DAHA SABAH BENİMLE DÜZGÜN İLETİŞİME GİRMEYEN ÇOCUK NEREYE GİTMİŞTİ TAM OLARAK?

" Daha sabah beni umursamıyordun Jungkook. Bir anda ne değişti?" Jungkook cevap vermeden etrafına bakındı. Hyomin noona ve Jimin'in gözlerini üzerimize diktiklerinden emindim. Şaşkın bakışlarının ağırlığını üstümde hissediyordum sanki. Jungkook tekrar gözlerini bana çevirdi ve hızlıca kolumu kavrayıp seri adımlarla mutfağın arkasında duran kapıdan soyunma odasına girmemizi sağladı. Bu hızlı hareketleri beni afallattığı için ses çıkarmaya zaman bulamadan kendimi soyunma odasındaki dolapla Jungkook'un arasında bulmuştum bile. Büyümüş gözlerim ile ona bakarken şoktan çıkmak için yutkundum.

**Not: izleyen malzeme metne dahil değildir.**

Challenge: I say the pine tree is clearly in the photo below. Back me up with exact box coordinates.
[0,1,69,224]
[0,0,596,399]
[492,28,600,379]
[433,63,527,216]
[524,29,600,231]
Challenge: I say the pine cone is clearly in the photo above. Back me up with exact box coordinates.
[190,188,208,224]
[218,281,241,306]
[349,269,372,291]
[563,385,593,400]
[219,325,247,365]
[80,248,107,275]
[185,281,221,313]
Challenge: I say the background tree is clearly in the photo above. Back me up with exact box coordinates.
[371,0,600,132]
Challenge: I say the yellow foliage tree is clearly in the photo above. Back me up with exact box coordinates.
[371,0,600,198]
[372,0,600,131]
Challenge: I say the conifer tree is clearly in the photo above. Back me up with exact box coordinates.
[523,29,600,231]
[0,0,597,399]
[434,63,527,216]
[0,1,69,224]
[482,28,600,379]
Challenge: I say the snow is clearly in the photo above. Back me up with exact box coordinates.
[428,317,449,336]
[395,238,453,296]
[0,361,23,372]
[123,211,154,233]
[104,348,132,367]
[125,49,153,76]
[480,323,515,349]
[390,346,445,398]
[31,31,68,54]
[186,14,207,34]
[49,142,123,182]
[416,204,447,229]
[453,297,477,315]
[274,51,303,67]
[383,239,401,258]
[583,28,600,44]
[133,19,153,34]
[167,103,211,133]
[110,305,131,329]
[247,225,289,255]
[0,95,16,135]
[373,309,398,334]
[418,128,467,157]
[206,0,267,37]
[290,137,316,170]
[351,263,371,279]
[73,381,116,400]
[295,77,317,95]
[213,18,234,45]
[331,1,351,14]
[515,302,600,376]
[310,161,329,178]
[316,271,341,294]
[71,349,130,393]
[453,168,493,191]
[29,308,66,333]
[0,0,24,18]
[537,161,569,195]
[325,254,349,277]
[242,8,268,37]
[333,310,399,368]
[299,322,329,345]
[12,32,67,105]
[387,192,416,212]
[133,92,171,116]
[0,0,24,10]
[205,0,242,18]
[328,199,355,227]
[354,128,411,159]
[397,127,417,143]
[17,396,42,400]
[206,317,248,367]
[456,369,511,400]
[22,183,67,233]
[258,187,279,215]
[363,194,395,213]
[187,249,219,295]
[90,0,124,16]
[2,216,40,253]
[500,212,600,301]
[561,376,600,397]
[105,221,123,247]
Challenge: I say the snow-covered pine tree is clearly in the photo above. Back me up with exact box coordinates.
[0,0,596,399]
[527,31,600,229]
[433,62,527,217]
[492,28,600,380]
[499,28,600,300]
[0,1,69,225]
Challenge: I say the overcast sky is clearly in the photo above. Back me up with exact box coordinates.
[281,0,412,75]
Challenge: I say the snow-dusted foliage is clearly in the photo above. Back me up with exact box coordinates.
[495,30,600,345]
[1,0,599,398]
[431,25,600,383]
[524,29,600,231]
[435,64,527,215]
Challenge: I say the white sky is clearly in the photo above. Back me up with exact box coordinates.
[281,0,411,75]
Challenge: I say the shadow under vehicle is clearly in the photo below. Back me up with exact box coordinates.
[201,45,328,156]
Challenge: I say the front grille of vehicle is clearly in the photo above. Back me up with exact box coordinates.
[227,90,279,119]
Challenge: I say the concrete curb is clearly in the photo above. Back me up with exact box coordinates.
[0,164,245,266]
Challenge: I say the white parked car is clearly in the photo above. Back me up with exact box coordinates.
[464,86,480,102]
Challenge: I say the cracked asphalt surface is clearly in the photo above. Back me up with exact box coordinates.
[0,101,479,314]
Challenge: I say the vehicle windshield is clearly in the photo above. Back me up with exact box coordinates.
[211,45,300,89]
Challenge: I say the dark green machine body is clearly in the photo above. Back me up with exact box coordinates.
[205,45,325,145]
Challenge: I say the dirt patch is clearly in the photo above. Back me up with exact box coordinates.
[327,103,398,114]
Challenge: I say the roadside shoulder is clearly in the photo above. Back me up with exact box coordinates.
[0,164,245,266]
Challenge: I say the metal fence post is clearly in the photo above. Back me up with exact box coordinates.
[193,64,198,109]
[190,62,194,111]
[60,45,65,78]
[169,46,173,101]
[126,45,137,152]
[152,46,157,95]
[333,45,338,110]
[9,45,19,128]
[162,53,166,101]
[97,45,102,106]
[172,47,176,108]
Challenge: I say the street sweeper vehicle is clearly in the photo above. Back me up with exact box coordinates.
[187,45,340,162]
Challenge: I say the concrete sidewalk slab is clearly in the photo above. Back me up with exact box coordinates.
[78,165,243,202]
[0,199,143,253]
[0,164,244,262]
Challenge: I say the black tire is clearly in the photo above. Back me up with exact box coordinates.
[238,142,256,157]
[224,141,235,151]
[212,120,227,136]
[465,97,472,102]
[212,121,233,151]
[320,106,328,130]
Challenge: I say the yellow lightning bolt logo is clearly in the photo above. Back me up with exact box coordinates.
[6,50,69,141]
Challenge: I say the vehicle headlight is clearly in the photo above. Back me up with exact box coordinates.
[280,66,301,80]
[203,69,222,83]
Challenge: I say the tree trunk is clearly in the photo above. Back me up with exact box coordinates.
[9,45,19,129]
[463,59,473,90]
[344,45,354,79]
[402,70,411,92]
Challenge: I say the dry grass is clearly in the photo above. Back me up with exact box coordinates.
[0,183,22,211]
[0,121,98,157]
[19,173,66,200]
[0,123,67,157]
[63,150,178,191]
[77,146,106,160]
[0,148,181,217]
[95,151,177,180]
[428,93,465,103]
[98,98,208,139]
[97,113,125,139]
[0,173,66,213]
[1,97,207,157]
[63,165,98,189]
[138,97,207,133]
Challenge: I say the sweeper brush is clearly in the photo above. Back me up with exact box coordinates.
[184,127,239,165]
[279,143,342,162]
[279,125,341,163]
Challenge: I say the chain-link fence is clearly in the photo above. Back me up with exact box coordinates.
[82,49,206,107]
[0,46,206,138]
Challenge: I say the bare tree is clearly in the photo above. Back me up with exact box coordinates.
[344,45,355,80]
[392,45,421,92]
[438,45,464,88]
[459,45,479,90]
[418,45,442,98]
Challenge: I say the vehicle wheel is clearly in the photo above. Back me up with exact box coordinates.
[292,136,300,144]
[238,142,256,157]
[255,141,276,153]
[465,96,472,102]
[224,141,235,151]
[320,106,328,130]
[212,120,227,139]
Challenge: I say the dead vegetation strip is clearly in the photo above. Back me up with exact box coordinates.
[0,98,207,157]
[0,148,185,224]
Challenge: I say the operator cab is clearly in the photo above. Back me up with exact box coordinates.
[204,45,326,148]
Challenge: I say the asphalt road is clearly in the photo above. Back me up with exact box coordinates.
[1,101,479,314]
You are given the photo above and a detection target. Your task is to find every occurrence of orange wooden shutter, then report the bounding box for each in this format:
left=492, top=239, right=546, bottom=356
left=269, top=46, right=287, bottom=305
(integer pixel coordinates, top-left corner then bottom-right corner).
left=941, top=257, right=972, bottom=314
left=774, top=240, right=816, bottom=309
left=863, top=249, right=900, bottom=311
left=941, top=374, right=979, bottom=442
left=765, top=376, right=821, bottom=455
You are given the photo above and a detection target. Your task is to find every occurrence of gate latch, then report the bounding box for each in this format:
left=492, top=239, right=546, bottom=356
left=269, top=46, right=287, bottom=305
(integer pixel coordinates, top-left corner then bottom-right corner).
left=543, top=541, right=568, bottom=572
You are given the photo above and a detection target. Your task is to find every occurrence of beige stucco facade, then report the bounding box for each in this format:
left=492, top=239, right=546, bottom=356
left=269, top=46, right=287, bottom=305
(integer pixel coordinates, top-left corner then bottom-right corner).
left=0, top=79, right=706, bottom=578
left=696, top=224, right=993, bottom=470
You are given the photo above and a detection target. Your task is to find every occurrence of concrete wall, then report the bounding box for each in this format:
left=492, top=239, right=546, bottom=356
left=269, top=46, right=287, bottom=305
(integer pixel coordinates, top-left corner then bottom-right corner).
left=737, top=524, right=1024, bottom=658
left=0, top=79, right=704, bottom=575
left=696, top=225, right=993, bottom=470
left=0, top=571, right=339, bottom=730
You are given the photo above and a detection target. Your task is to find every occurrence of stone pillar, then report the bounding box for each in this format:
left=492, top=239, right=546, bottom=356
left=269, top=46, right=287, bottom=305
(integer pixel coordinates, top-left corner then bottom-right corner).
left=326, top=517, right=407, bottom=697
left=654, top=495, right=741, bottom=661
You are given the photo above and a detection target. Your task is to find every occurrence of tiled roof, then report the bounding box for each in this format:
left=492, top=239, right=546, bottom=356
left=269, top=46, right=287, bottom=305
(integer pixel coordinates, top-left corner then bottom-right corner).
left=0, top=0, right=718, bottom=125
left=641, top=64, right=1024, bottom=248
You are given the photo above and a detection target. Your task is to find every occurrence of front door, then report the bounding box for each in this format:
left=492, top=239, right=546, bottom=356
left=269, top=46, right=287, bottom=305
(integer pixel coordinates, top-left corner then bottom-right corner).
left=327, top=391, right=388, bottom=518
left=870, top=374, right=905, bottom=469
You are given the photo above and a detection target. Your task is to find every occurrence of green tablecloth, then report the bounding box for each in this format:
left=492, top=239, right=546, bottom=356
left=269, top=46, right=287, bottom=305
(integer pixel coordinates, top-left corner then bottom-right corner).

Tam olarak ortada ne bokum dönüyordu?

" Ne yapıyorsun?" dedim gözlerimi kısarak. Gözlerini suratımda gezdirdi. Dudaklarımda fazlasıyla oyalanan irislerini gözlerime çıkarıp çapkın bir sırıtış yerleştirdi yüzüne." Ne yapıyormuşum?" Ses tonundaki alaycı ifadeyle gözlerimi devirdim.